At the same time, the priorities of the past are still vital to our agricultural future. Markets and trade have always been critical components of all agricultural negotiations in Canada. The completion of over 30 free trade deals in the last decade and the discussions over CETA and TPP remind us that trade has risen in priority both for those who favour expanded trade and those who do not.
The success of all industry, including agriculture, requires continuous improvement and the application of new technology. Nowhere is that more evident today than in agriculture. The ongoing transformation to advanced electronics and data collection is nothing short of revolutionary. It is changing every area of agriculture—from production to sales, from fertilizer application rates to traceability, from soil testing to precision guided farming, from genetic mapping to new GMO crops. The importance of science, research and innovation cannot be overstated. The need for accurate science has never been greater and is needed to counteract the claims and hyperbole that are directly influencing uninformed consumers as they make their food decisions.
The king of farm programming has always been the business risk management package. For decades, producers have insisted that because they provide the basis for national food security, the taxpayer had a responsibility to backstop the risk that farmers faced. The focus on the family farm has shifted away from the small mixed farms of the past and toward a stronger commercial business model. The emphasis in GF2 shifted to some extent from concentrating primarily on production/margin based programming to tools that share both the cost and the risk such as AgriInsurance and to longer term joint farmer/taxpayer ‘saving’ programs such as AgriInvest.
These were the priorities of GF2 and adding new components will require either a very different approach or more money.
All of this leads to the question—how will the new priorities of the next APF impact the direct support to individual producers who are the foundation of the entire system?
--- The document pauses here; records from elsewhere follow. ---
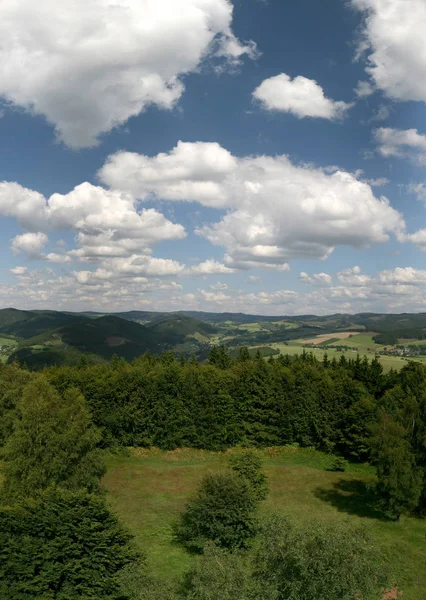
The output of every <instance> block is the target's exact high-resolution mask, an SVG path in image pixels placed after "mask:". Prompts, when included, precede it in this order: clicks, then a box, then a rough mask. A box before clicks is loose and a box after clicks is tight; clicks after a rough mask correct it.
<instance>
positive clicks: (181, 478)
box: [104, 447, 426, 600]
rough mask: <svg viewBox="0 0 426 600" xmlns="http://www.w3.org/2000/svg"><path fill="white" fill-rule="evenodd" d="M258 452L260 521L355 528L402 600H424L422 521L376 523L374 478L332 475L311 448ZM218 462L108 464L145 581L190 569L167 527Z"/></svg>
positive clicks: (204, 460) (114, 485)
mask: <svg viewBox="0 0 426 600" xmlns="http://www.w3.org/2000/svg"><path fill="white" fill-rule="evenodd" d="M259 452H260V453H261V455H262V456H263V458H264V460H265V470H266V472H267V475H268V477H269V481H270V489H271V493H270V496H269V498H268V499H267V500H266V501H265V502H264V503H263V505H262V509H261V510H262V513H263V514H266V513H268V512H270V511H272V510H277V511H280V512H282V513H283V514H287V515H289V516H290V517H291V518H292V519H296V520H303V521H307V520H310V519H314V518H315V519H320V520H327V521H333V522H336V520H340V521H345V522H348V523H349V524H352V525H355V524H360V523H363V524H364V525H366V526H367V527H368V529H369V530H370V531H371V532H372V534H373V535H374V537H375V539H376V542H377V544H378V545H380V546H382V547H383V548H384V549H385V551H386V552H387V553H388V556H389V564H390V566H391V568H392V573H393V574H394V580H395V581H396V583H397V584H398V586H399V587H400V588H401V589H402V590H403V591H404V600H426V568H425V566H426V546H425V535H426V521H425V520H418V519H412V518H408V517H403V518H402V519H401V521H400V522H399V523H392V522H389V521H386V520H383V519H382V515H381V514H380V513H378V512H376V511H375V509H374V508H373V507H372V506H371V497H370V495H369V493H368V491H367V488H366V484H368V482H370V481H372V479H373V478H374V471H373V469H372V468H371V467H370V466H368V465H351V466H350V468H349V470H348V472H345V473H334V472H331V471H327V470H326V469H327V468H328V467H329V466H330V464H331V461H332V458H331V457H330V456H328V455H325V454H323V453H321V452H317V451H315V450H312V449H299V448H295V447H286V448H272V449H269V450H265V451H260V450H259ZM226 460H227V453H212V452H203V451H197V450H185V449H184V450H176V451H173V452H163V451H160V450H155V449H154V450H143V449H136V450H133V451H132V455H131V456H128V457H125V456H111V457H110V458H109V469H108V472H107V474H106V476H105V478H104V484H105V486H106V487H107V490H108V498H109V501H110V503H111V505H112V507H113V508H114V509H115V510H116V511H117V513H118V514H119V516H120V517H121V519H122V520H123V522H124V523H125V524H126V525H127V526H128V528H129V529H130V530H131V531H132V533H133V534H134V535H135V536H136V540H137V543H138V544H139V546H140V547H141V549H143V550H144V551H145V552H146V553H147V555H148V562H149V566H150V569H151V572H152V574H154V575H156V576H158V577H161V578H167V579H170V580H172V579H175V578H176V577H179V576H181V575H182V573H183V572H185V570H187V569H188V567H189V566H190V564H191V561H192V557H191V556H190V555H188V554H187V553H186V552H185V551H184V550H182V549H181V548H180V547H179V546H176V545H174V544H173V541H172V525H173V523H174V522H175V520H176V519H177V517H178V515H179V513H180V511H181V510H182V509H183V507H184V505H185V501H186V499H187V498H188V496H190V495H191V493H192V492H193V491H194V490H195V488H196V486H197V484H198V483H199V481H200V480H201V478H202V477H203V475H204V474H205V473H207V472H208V471H214V470H217V469H220V468H222V467H224V466H225V464H226Z"/></svg>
The Liberals’ fascination with carbon taxes will not be positive for agriculture unless the Canadian taxpayer is going to be stuck with the bill. Any effective carbon tax will deliver a massive tax burden to agriculture. The Liberals’ notion of environmental cooperation has not changed from the disastrous path of the past. Local communities are not a part of decision-making and end up being victims of it. Projects that could have been pilots in establishing a new relationship between environmental bureaucracies and local communities have been set aside in favor of the traditional model that hands large amounts of money to outside organizations to come in and dominate local communities. This approach will work no better than it did in the past.
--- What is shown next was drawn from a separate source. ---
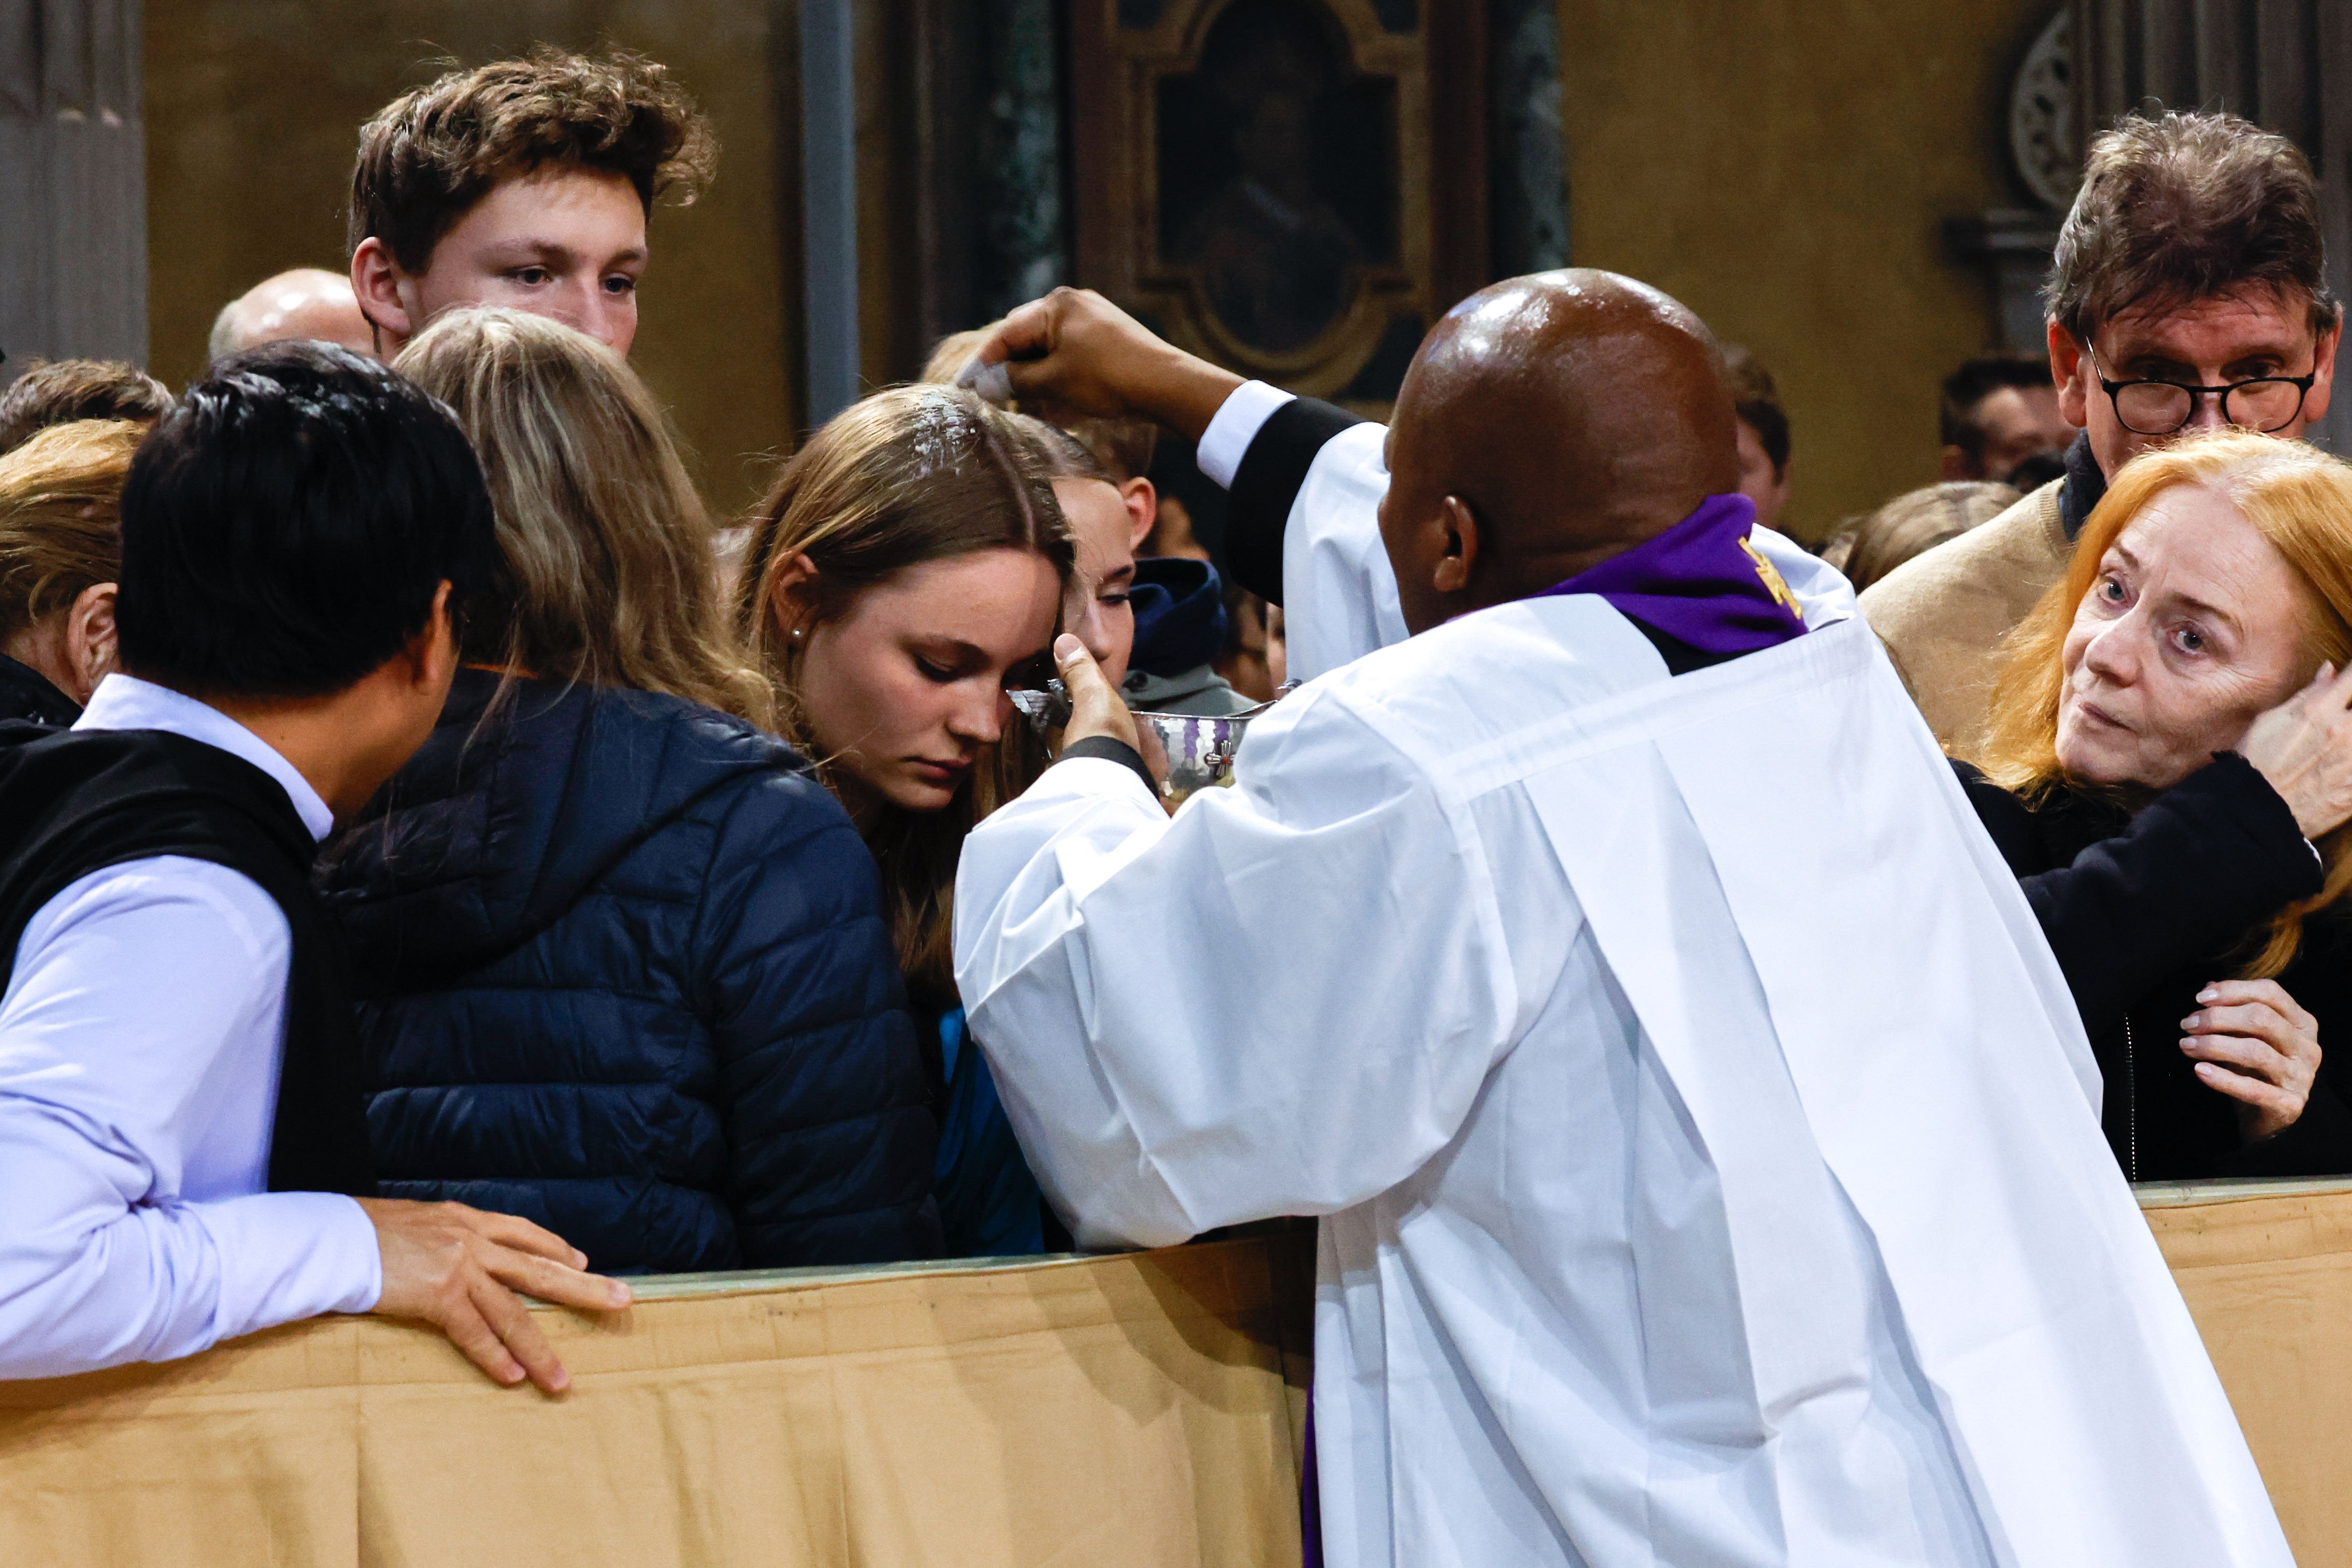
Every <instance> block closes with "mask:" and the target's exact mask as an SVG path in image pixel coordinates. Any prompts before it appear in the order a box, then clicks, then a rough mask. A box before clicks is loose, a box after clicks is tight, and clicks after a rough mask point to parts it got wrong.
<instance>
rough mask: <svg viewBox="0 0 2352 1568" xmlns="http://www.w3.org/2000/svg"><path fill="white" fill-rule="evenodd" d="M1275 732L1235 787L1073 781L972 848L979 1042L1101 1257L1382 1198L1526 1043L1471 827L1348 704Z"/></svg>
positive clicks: (1286, 727) (1258, 724)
Agri-food processing has also been added as a new pillar. While much needs to be done to develop processing and link it to trade opportunities, it is unclear how this government will approach a sector dominated by large and integrated corporations. The amount of money needed to make an impact in this sector could dwarf the other priority areas and will have to be carefully monitored.
Public trust is a necessary focus of any modern agriculture policy. Consumers, and especially urbanites, are far removed from food production and a clear understanding of food quality. There is a desperate need to educate the public about food and agricultural production. Information in this day and age takes a distant second to opinion, but Canadian agriculture needs to tell its story—a narrative about producing the best and safest food in the world.
The future looks great for agriculture. It is not clear that the present Liberal government has the capability to address the issues necessary to enable Canadian agriculture to reach its potential. As the new APF is developed we will see whether agriculture will be given the importance it deserves.